Of course, the AAPG House of Delegates newsletter The Delegates’ Voice is an important method of communication within AAPG, keeping everyone informed on all current issues in the House. Many think of the AAPG House of Delegates as primarily a group that deals only with the AAPG constitution and bylaws, but it is much more than that.
Delegates provide an essential communication service to members of the Regions, Sections and Affiliated Societies. These lines of communication inform, notify and enlighten AAPG professionals and students on many key issues, including membership and services. Of course, communication lines are designed to work both ways. All AAPG members, including the delegates, are encouraged to provide the AAPG leadership with information regarding the wants and needs of the membership. Everyone is also encouraged to submit articles to The Delegates’ Voice to let their voices be heard and communicate their suggestions for improvement and change, whatever they might be, to the attention of everyone.
The methods of communication also have changed significantly over the past 20 years. AAPG used to communicate its activities and services primarily through publications and paper newsletters. Although the Explorer still provides excellent tactile contact with the membership, many now get information through e-mail, the Internet or other social and professional media such as podcasts, Twitter with “tweets”, blogs, MySpace, your space, Facebook and now Tumblr, I guess with “tumbles”.
Now that I am working as a prospect geologist, one of the first things I do each morning is open the AAPG Home Page to see what is going on in the world and in my profession. On my first day at my new job the first program I opened was Datapages to start research on my new area of interest. AAPG Datapages, Search and Discovery and GIS-UDRIL are amazing sources of information and I encourage everyone to utilize these resources.

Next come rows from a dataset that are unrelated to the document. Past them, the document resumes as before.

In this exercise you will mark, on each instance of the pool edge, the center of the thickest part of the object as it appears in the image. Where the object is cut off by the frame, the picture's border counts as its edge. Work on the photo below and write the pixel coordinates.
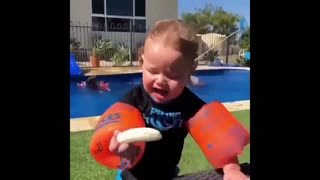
(107, 71)
(88, 123)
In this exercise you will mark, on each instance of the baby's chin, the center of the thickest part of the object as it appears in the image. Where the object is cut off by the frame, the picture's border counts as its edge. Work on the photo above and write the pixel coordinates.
(162, 99)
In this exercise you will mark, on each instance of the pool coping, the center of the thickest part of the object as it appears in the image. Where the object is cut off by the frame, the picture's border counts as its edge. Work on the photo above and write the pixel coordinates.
(88, 123)
(137, 70)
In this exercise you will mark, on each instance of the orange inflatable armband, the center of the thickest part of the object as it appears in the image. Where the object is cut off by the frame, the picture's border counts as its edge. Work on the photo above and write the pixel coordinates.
(119, 116)
(219, 134)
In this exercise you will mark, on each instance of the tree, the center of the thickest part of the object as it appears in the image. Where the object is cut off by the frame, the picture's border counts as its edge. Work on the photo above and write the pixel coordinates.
(245, 40)
(210, 19)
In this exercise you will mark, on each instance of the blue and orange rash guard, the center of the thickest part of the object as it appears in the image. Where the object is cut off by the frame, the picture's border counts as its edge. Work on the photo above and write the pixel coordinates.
(162, 157)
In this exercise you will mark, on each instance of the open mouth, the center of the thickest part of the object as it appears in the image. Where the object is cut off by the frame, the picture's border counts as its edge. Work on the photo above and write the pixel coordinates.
(161, 92)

The one media I will not miss terribly is all those hundreds of e-mails I received each week. I realized my first week at my new job that I had become an e-mail junkie. I would open my e-mail and only get one or two e-mails. I was in withdrawal; I would sit and stare, thinking, “Hit me, I can take it!” as I waited for more e-mails. Solving short-term problems through e-mail communication was like a quick “buzz” and after 12 years I was fully addicted. Although e-mails are a great tool for communication, they can often be a source of miscommunication if they are not written thoughtfully and thoroughly.
One thing I learned while at AAPG on communication is to make sure I understood the situation as completely as possible before responding. It makes a tremendous difference. One personal example is with Zoe, my 11-year old daughter. She and I decided to start exercising more this summer, so we pulled out her Wii-Fit program that we had not used for two years.
As part of the start-up you have to weigh in and let it calculate your BMI—which I think is your body mass index. It shows your avatar (3D full-length caricature) on the screen next to a graph. Zoe’s was a cute, little, slim blonde and mine was a not-so-cute, very large guy. Zoe went first and when it calculated her BMI it went upward off the chart and a sarcastic, soft voice says, “Well, Zoe, I see you have not been exercising lately.” Immediately, her avatar “popped” and turned into a very, very plump little girl!
I started laughing so hard that Zoe screamed at the computer, then me, and ran off disgustedly into the other room. When we both finally gained our composures I brought her back in and showed her that she needed to add her height as it was the same as two years ago. Immediately, Zoe’s avatar became slim again, but a little taller. It was all a matter of good communication. Zoe and I “canned” the Wii Fit game deciding its communication style was just too rude.
Technology is great and will increasingly provide new and powerful methods of communication. However, I hope we can always keep the human side of patience and thoughtfulness in communication.
For now, I am enjoying communicating from the other side (as a volunteer) with a lot less e-mails!